Bartek, 25, was getting ready to head Downtown to watch the Cavs play on New Year’s Eve when, according to police, an 18-year-old woman, Tamara McLoyd, “ambushed” him outside his apartment on Rocky River Drive in Kamm’s Corner. According to police, McLoyd shot Bartek twice in the back after he tried to fight off the carjacking attempt.
According to police, McLoyd drove away in Bartek’s car and later provided it to another individual.
Less than five hours later, police had the man who received the car in custody following a high-speed chase that spanned several different suburbs before ending in an apartment complex parking lot in Euclid.
One of Bartek’s many close friends, Toby Obiako, said he has had a certain malaise since his friend’s death. He can hardly eat. He can hardly sleep. A thick, dense fog blankets everything he does.
“I would give anything, anything to hear his voice again. Just to hear his voice,” Obiako said. “I would give anything for that until I see him again. He’s never going to leave. He’s always there, he’s always there. I still call him on the phone. It goes to voicemail but I talk to him.”

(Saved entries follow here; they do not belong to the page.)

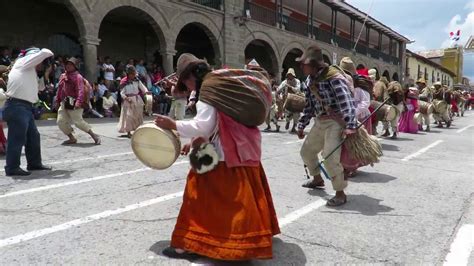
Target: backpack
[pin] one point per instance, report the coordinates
(87, 93)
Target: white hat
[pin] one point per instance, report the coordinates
(291, 71)
(252, 63)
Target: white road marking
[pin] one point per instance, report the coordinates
(464, 128)
(461, 247)
(295, 215)
(295, 141)
(85, 180)
(420, 152)
(74, 223)
(74, 160)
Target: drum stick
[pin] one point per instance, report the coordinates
(320, 164)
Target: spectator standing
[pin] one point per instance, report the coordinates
(109, 72)
(131, 115)
(72, 98)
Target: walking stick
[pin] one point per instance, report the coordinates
(320, 164)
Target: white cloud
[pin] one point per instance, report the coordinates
(466, 27)
(469, 5)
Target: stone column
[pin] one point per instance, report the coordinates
(167, 57)
(89, 48)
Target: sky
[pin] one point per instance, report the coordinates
(426, 22)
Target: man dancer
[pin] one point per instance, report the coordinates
(22, 92)
(329, 98)
(440, 104)
(290, 85)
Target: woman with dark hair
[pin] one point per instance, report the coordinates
(131, 115)
(227, 211)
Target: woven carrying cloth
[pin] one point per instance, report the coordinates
(244, 95)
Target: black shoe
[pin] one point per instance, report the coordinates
(17, 172)
(39, 168)
(170, 252)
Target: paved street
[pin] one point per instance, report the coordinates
(100, 205)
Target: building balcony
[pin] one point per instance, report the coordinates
(271, 17)
(216, 4)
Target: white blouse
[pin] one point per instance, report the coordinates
(362, 103)
(204, 124)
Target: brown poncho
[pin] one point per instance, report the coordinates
(244, 95)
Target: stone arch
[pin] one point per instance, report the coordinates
(79, 16)
(292, 46)
(327, 57)
(154, 16)
(289, 61)
(271, 48)
(209, 34)
(387, 75)
(395, 77)
(204, 22)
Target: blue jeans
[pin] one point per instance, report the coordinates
(22, 131)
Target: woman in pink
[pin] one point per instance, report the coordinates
(407, 122)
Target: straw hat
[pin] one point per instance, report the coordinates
(373, 73)
(313, 53)
(74, 61)
(421, 80)
(185, 60)
(291, 71)
(347, 65)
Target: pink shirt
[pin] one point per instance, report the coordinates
(71, 84)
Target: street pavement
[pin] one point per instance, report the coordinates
(100, 205)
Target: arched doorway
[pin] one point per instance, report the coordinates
(395, 77)
(290, 62)
(127, 33)
(264, 54)
(196, 39)
(387, 75)
(377, 76)
(326, 59)
(39, 23)
(64, 44)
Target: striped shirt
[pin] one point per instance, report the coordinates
(336, 95)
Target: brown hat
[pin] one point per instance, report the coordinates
(73, 60)
(185, 60)
(313, 53)
(421, 80)
(348, 66)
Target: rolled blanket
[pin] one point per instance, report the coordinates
(244, 95)
(364, 147)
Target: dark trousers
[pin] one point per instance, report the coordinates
(22, 131)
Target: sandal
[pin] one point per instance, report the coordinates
(335, 202)
(171, 252)
(69, 142)
(313, 185)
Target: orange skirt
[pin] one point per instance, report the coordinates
(227, 214)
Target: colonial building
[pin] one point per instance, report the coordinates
(450, 58)
(229, 32)
(422, 67)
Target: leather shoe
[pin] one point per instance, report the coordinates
(39, 168)
(17, 172)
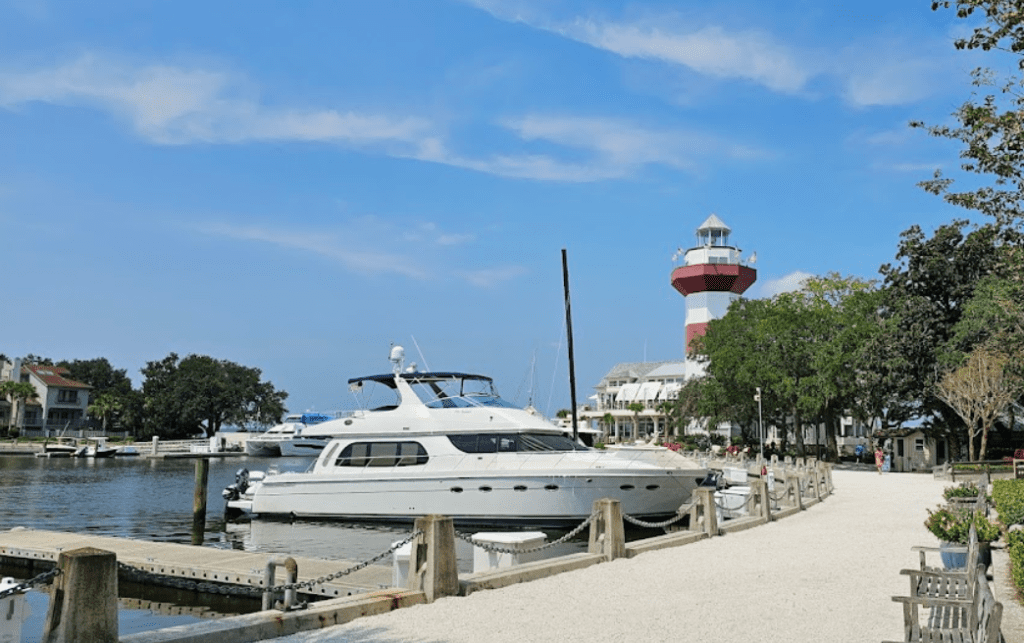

Obiako, who moved to the United States from his native Nigeria a decade ago, said Bartek was one of the first people to truly get him out of his shell. Their friendship blossomed when Bartek moved back to Cleveland after a semester at the University of Cincinnati.
Bartek had an uncanny ability to care so deeply about others, regardless of whether he had been friends with them for five minutes or five years. This passion for people made him perfect for a career in law enforcement, Obiako said.
“He always had a positive energy — everywhere he goes,” Obiako said. “He wants the best for everybody more than he wants for himself.”
Another one of Bartek’s closest friends, Matt Dargay, described his late friend as the type of person who truly lived his days as if they were his last. Bartek’s dependability as a friend and as an optimist knew no bounds. A part of one of his many circles of friends, Dargay said Bartek was the one who kept the group chat going.
“Shane was the glue to all of it,” Dargay said. “He always wanted to get better and he always wanted others to get better. That’s one thing we shared together: we pushed each other. We need to stay together so we can all get through this together.”
Emily Vulpio was pulled into Bartek’s orbit in elementary and middle schools. The childhood friends remained close all the way through school. Vulpio said Bartek’s magnetic energy was matched only by his friendly and disarming personality.
“It didn’t matter the extent of the relationship, how brief or deep it was, he just cared so deeply about everybody,” Vulpio said. “He really just was rooting for everybody and wanted everybody to live their best life. I feel like if there is anything we can take from this is to do what makes you happy. I hope we can all live the rest of our lives in a way that could make him proud.”